C:\Program Files\jumanpp>jumanpp_v2.exe -c jumandic.conf sample.txt
failed to load model from disk: InvalidState: could not access file: "C:/Program errcode=123
backtrace:
jumanpp::util::MappedFile::open at c:\data\jumanpp-2.0.0-rc2\src\util\mmap_impl_win32.h:66
jumanpp::core::model::FilesystemModel::open at c:\data\jumanpp-2.0.0-rc2\src\core\impl\model_io.cc:111
jumanpp::core::JumanppEnv::loadModel at c:\data\jumanpp-2.0.0-rc2\src\core\env.cc:11
jumanpp::jumandic::JumanppExec::init at c:\data\jumanpp-2.0.0-rc2\src\jumandic\shared\jumandic_env.cc:26
Here is my content of jumandoc.conf
--model="C:/Program Files/jumanpp/libexec/jumanpp/jumandic.jppmdl"

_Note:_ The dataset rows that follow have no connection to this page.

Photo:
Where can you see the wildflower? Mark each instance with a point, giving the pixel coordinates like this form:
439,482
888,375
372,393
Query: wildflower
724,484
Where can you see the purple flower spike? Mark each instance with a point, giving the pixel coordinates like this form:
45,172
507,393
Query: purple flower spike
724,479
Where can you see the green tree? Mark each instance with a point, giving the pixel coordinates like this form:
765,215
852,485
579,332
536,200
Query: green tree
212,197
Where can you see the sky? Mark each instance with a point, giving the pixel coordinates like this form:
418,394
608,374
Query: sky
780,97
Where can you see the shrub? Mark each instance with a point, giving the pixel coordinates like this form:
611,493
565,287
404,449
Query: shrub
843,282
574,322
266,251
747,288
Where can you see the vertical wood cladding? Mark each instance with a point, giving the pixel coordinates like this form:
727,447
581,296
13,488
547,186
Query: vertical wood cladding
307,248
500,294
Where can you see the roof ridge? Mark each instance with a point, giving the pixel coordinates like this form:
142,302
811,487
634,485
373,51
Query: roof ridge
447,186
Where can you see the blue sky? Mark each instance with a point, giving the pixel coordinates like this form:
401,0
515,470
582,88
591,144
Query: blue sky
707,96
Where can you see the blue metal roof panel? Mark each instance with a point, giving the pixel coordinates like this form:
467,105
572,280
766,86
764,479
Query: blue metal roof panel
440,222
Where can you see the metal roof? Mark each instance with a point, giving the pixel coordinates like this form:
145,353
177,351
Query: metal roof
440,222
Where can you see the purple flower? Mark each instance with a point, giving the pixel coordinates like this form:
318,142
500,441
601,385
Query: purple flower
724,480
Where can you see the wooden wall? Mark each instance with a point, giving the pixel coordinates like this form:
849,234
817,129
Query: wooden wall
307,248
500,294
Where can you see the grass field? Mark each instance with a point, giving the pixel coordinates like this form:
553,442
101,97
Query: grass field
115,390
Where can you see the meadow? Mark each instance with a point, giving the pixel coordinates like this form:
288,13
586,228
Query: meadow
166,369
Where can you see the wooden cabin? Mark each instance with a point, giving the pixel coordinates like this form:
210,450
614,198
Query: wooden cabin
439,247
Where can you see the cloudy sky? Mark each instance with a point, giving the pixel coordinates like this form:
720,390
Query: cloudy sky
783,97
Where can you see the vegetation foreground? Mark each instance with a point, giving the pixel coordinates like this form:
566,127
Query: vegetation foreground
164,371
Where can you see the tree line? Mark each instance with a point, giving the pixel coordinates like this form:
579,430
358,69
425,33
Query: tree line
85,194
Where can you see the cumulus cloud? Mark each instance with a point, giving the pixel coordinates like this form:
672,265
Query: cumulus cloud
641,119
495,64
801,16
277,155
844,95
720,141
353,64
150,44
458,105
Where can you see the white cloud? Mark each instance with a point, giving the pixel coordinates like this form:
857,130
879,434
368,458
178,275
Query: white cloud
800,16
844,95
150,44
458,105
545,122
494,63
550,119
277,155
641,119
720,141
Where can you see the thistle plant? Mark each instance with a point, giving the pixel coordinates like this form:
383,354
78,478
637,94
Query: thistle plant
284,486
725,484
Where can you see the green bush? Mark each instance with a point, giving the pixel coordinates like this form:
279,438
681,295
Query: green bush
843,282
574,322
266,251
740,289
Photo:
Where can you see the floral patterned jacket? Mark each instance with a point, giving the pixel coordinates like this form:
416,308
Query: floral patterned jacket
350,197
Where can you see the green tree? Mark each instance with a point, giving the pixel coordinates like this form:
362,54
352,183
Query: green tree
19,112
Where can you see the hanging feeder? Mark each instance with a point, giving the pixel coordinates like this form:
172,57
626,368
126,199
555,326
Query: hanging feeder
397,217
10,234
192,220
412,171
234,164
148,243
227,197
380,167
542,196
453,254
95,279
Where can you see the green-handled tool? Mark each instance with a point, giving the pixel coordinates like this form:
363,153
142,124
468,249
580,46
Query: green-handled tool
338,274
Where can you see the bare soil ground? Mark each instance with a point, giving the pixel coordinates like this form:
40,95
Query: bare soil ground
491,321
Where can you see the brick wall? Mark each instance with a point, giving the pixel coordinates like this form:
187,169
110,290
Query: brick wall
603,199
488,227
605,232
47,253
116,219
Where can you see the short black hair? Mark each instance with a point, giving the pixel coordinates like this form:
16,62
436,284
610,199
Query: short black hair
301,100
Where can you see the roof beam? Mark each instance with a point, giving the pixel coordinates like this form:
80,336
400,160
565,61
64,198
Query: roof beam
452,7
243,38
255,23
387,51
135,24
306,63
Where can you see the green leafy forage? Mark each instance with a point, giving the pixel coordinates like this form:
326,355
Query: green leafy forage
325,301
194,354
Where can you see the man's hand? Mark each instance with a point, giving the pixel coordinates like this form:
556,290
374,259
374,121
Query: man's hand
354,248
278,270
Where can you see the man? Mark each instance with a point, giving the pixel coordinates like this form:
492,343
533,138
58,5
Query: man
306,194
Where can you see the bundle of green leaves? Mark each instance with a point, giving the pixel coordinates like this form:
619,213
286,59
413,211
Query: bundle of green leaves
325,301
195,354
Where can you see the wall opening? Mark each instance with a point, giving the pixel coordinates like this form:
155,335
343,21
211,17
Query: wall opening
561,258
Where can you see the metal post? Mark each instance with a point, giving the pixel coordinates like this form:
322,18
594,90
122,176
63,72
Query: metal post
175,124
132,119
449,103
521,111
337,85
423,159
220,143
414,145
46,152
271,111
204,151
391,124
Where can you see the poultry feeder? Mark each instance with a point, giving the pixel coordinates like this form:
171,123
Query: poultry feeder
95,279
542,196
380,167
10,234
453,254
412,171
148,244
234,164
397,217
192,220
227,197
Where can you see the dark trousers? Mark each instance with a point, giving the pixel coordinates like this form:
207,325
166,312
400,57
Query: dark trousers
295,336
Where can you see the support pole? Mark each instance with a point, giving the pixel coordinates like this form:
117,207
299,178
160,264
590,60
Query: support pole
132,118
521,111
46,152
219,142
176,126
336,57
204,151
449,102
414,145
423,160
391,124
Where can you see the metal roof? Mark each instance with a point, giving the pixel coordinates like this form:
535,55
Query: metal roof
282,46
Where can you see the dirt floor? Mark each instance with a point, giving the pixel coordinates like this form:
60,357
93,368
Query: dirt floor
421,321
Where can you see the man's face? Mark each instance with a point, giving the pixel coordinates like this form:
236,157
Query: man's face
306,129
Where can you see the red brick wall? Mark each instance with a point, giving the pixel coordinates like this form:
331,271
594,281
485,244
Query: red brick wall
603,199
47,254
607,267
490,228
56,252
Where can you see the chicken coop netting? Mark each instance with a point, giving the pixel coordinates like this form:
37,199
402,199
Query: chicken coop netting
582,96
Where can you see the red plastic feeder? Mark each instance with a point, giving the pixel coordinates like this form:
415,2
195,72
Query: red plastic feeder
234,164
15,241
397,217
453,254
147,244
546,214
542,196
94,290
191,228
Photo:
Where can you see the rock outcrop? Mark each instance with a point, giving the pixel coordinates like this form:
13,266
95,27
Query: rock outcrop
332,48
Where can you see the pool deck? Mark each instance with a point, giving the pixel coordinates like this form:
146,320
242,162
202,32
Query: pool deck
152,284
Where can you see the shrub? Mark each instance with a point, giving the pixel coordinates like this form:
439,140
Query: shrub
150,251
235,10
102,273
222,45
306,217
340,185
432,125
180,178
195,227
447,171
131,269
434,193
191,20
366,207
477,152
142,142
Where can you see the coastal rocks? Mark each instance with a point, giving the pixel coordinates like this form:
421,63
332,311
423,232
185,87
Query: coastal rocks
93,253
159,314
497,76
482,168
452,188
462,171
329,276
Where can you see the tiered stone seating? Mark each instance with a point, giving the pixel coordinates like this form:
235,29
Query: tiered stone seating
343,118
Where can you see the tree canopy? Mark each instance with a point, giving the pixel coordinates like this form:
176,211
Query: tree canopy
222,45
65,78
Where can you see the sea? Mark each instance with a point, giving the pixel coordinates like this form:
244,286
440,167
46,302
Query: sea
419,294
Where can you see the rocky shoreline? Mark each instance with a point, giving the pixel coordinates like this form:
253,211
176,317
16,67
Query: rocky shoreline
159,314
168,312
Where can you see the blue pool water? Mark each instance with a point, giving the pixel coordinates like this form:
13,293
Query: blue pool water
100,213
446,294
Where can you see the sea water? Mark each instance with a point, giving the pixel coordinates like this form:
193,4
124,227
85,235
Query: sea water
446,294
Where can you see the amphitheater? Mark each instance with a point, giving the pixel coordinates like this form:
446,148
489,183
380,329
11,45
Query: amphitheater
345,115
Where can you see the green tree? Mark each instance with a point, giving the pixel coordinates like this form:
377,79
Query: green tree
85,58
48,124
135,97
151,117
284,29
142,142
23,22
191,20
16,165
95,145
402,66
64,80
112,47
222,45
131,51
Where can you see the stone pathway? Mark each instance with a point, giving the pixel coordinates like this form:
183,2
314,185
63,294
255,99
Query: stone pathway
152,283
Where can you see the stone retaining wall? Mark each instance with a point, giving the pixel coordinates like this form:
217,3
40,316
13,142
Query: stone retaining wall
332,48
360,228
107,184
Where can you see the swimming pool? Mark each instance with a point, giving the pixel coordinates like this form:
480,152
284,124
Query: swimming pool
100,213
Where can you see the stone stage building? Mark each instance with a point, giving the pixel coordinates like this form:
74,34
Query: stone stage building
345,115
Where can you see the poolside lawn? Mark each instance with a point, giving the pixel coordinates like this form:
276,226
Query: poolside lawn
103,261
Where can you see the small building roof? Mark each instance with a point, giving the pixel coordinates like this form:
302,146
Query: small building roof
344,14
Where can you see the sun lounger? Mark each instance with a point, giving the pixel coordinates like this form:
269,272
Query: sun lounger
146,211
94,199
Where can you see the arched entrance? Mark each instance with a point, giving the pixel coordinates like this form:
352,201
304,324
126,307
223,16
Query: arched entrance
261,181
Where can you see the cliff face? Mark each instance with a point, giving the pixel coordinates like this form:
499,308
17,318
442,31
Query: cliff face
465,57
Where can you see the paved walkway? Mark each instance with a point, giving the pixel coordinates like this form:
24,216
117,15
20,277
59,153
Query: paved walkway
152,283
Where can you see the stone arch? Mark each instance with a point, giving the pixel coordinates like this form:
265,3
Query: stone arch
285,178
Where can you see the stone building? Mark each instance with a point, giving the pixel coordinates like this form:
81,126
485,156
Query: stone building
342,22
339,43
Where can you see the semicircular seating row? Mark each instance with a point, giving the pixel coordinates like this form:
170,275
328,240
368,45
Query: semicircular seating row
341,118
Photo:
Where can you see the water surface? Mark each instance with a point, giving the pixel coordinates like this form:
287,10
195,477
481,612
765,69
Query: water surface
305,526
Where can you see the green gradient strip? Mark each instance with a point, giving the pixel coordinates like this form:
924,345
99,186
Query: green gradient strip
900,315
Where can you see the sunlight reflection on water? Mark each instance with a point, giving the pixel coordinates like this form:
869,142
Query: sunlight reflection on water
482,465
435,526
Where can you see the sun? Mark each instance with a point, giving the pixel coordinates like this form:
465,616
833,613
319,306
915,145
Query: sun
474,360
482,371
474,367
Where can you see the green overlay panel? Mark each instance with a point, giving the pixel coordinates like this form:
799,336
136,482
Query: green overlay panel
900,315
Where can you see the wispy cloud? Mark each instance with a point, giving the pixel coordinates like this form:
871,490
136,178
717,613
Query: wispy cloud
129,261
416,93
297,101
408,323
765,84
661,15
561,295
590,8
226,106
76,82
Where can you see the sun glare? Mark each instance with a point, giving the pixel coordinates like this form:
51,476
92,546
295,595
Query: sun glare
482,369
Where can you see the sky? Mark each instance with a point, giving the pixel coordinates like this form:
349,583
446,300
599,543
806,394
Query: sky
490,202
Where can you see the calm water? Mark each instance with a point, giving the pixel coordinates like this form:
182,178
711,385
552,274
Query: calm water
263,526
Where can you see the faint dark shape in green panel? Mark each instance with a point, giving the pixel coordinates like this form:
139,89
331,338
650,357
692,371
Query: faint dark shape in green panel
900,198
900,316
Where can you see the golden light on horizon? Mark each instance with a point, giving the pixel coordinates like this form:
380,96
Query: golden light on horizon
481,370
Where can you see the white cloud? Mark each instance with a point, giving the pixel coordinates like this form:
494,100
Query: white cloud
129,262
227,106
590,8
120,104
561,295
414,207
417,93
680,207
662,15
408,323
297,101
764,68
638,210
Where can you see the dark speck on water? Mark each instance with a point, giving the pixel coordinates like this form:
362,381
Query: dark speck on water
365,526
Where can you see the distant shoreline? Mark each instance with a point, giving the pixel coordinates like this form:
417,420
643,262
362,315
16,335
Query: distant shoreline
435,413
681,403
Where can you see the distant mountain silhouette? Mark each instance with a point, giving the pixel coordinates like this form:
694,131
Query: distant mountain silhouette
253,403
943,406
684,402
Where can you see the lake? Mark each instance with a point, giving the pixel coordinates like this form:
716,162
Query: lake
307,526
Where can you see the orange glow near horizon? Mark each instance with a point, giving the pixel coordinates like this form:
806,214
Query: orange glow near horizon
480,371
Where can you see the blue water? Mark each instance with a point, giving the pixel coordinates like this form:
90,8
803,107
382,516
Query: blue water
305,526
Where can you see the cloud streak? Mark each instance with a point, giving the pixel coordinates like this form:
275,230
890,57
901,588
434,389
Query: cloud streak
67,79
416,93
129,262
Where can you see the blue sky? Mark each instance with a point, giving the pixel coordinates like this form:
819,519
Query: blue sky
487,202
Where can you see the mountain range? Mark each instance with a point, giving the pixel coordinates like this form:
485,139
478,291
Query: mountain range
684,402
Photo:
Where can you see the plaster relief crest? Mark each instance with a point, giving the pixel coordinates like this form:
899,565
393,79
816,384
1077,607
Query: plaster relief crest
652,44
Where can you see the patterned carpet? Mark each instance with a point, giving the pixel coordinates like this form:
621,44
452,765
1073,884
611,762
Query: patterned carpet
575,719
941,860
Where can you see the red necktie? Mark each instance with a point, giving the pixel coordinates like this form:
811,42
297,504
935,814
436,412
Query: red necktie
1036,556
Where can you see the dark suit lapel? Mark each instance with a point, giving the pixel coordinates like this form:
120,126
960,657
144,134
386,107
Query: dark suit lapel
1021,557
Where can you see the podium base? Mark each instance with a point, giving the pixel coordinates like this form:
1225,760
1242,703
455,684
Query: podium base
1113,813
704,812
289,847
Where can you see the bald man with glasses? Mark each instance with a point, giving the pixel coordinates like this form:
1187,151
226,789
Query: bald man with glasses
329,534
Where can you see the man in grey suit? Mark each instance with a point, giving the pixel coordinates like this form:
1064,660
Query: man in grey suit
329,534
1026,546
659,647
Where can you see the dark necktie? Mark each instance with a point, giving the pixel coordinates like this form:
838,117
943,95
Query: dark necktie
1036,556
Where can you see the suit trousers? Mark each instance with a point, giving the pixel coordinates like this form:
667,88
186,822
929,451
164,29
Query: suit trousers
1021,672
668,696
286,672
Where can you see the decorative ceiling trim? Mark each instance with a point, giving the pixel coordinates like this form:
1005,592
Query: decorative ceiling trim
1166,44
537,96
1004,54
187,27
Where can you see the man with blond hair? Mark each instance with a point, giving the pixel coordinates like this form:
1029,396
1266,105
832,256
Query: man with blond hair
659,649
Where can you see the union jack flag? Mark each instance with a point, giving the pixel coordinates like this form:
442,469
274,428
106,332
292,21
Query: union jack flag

--rnn-nce-bias=5.62844432562
--rnn-unk-constant=-3.4748115191
--rnn-unk-length=-2.92994951022
--feature-weight-perceptron=1
--feature-weight-rnn=0.0176
- Is there any way to control output character code? Above terminal is mintty. Windows default terminal won't display the output correctly.
Thank you!
Nice to know that the build have passed. That means that at least MSBuild files generated by CMake are sane. I wonder that is the problem with the VS Solution.
- We want to build an installer for Windows. #81. Installing from the CMake source build... is a bit advanced thing on Windows.
- Thats a known bug :P. Please don't use spaces in the path names for the time being. I will fix it together with #83.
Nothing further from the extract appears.